Tuesday, May 19, 2020

Under Pressure: Water Pressure vs. Compression Garments

One of the most important self care items for treating Lipedema is wearing graduated compression. Your stage of Lipedema will dictate the level of compression you need, which is measured in Millimetres of Mercury (or mmHg). 

For example, I was diagnosed with stage 3 primary Lipedema and secondary Lymphedema (also known as Lipolymphedema). The level of compression I am prescribed is 30-40mmHg.

This means greater pressure (40mmHg) is at the ankle, and as it goes up my leg it gradually lessons in pressure (30mmHg). The reason is to help move the lymph fluid up my leg, because at my stage my lymphatics are compromised, and without the graduated compression my legs would fill up with fluid.

One of the most beneficial activities we can do to help our condition, is aqua fitness. One of the reasons it is so beneficial is because the water acts like natural graduated compression (the deeper the water the more pressure).

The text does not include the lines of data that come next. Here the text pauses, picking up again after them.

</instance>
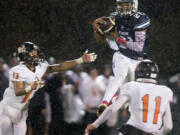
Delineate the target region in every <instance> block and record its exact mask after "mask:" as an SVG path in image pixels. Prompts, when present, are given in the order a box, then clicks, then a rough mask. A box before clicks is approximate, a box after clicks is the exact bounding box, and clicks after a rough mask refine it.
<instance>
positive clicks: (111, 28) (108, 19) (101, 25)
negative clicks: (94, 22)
mask: <svg viewBox="0 0 180 135" xmlns="http://www.w3.org/2000/svg"><path fill="white" fill-rule="evenodd" d="M101 19H102V20H103V23H99V24H98V25H99V27H98V28H97V29H98V31H99V32H100V34H102V35H104V34H106V33H108V32H110V31H111V30H112V29H113V28H114V26H115V22H114V20H113V19H112V18H110V17H103V18H101Z"/></svg>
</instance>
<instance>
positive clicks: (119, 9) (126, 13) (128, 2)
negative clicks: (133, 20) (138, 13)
mask: <svg viewBox="0 0 180 135" xmlns="http://www.w3.org/2000/svg"><path fill="white" fill-rule="evenodd" d="M116 5H117V6H116V10H117V12H118V13H119V14H120V15H121V16H127V15H131V14H132V13H136V12H137V10H138V0H116Z"/></svg>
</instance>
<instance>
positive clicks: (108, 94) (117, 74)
mask: <svg viewBox="0 0 180 135" xmlns="http://www.w3.org/2000/svg"><path fill="white" fill-rule="evenodd" d="M139 62H140V61H138V60H134V59H130V58H128V57H126V56H124V55H122V54H121V53H120V52H115V53H114V55H113V60H112V69H113V73H114V76H115V78H114V79H113V80H112V81H111V82H110V83H109V85H108V86H107V88H106V90H105V95H104V98H103V101H107V102H108V103H109V102H110V100H111V99H112V97H113V96H114V94H115V93H116V92H117V90H118V88H121V86H122V85H123V84H124V83H127V82H129V81H133V80H134V78H135V72H134V71H135V69H136V66H137V65H138V64H139Z"/></svg>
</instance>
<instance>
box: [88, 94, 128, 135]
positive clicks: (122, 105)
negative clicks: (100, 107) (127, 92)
mask: <svg viewBox="0 0 180 135" xmlns="http://www.w3.org/2000/svg"><path fill="white" fill-rule="evenodd" d="M129 100H130V97H129V96H127V95H122V96H120V97H119V98H118V100H117V101H116V102H115V103H114V104H112V105H110V106H109V107H108V108H107V109H106V110H105V111H104V112H103V113H102V115H100V117H99V118H98V119H97V120H96V121H95V122H93V123H92V124H89V125H88V126H87V127H86V130H85V133H86V135H88V134H89V132H90V131H92V130H95V129H96V128H98V127H99V126H100V125H101V124H102V123H104V122H105V121H106V120H107V119H108V118H109V117H110V116H111V115H112V113H113V112H117V111H118V110H119V109H120V108H122V106H123V105H124V104H126V103H127V102H128V101H129Z"/></svg>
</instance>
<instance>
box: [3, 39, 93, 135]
mask: <svg viewBox="0 0 180 135" xmlns="http://www.w3.org/2000/svg"><path fill="white" fill-rule="evenodd" d="M42 56H43V55H42V53H41V52H40V49H39V47H38V46H37V45H35V44H34V43H32V42H24V43H22V44H21V45H20V46H19V47H18V58H19V61H20V64H19V65H17V66H15V67H13V68H11V69H10V71H9V87H8V88H7V89H6V90H5V93H4V95H3V100H2V101H1V102H0V135H25V133H26V118H27V106H28V104H29V101H30V99H31V98H32V97H33V95H34V94H35V92H36V91H37V90H38V89H39V88H41V87H42V86H43V82H42V81H41V78H42V77H43V76H44V75H45V74H47V73H52V72H64V71H65V70H68V69H70V68H72V67H74V66H76V65H77V64H81V63H84V62H93V61H94V60H95V59H96V54H94V53H88V52H87V51H86V52H85V53H84V54H83V55H82V57H80V58H78V59H75V60H71V61H65V62H62V63H60V64H56V65H49V64H48V63H47V62H46V61H45V60H44V58H43V57H42Z"/></svg>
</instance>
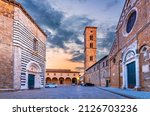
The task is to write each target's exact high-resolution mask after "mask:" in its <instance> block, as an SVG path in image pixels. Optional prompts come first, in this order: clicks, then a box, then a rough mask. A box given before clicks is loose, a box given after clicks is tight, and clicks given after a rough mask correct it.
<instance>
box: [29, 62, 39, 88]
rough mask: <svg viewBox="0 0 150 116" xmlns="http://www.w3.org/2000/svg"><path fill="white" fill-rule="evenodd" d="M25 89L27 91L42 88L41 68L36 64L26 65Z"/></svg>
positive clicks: (29, 62) (33, 62)
mask: <svg viewBox="0 0 150 116" xmlns="http://www.w3.org/2000/svg"><path fill="white" fill-rule="evenodd" d="M26 69H27V72H26V73H27V77H26V79H27V84H26V85H27V88H28V89H34V88H40V87H41V86H42V84H41V77H40V72H41V67H40V65H39V64H38V63H36V62H34V61H31V62H29V63H28V64H27V68H26Z"/></svg>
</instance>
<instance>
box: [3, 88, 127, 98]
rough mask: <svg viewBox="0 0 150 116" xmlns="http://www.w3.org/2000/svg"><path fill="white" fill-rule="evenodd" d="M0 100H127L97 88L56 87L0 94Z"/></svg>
mask: <svg viewBox="0 0 150 116" xmlns="http://www.w3.org/2000/svg"><path fill="white" fill-rule="evenodd" d="M0 99H127V98H126V97H123V96H120V95H117V94H113V93H110V92H108V91H105V90H101V89H99V88H97V87H82V86H58V87H57V88H43V89H34V90H23V91H15V92H0Z"/></svg>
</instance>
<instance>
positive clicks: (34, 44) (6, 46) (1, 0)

Which had me wondering how the water pressure compared to the compression of our garments.

I have tried googling this for the past couple years, I have asked at the pool, and while everyone knew it was good for us, nobody talked about the actual numbers.

Last week I was watching a presentation, and the presenter mentioned being in 3 feet of water was the equivalent of wearing 70 grade compression. Aha! It got me thinking again about finding some answers.

While I could not find a direct water to compression comparison, I could find water pressure to PSI (pound-force per square inch), and I could find PSI to mmHg.

So drum roll please, here is what I found...

Calculating Swimming Pool water pressure compared to level of compression it simulates.

There are many converters online, I checked out a few to make sure the numbers added up, but if you want to get more technical, here you go, courtesy of https://www.sensorsone.com/mmhg-millimetres-mercury-0-deg-c-pressure-unit/...
  • 1 PSI = 6,894.76 pascals (Pa)
  • 1 mmHg = 133.322 pascals (Pa)
  • psi value x 6,894.76 Pa = mmHg value x 133.322 Pa
  • psi value = mmHg value / 51.7149


  1. This is great. I really miss being in water.

  2. Thank you for this. I was diagnosed last year and spend most days in either compression wear, a swimming pool or pneumatic pumps

    1. My pleasure, it helps so much when I can get in the water regularly.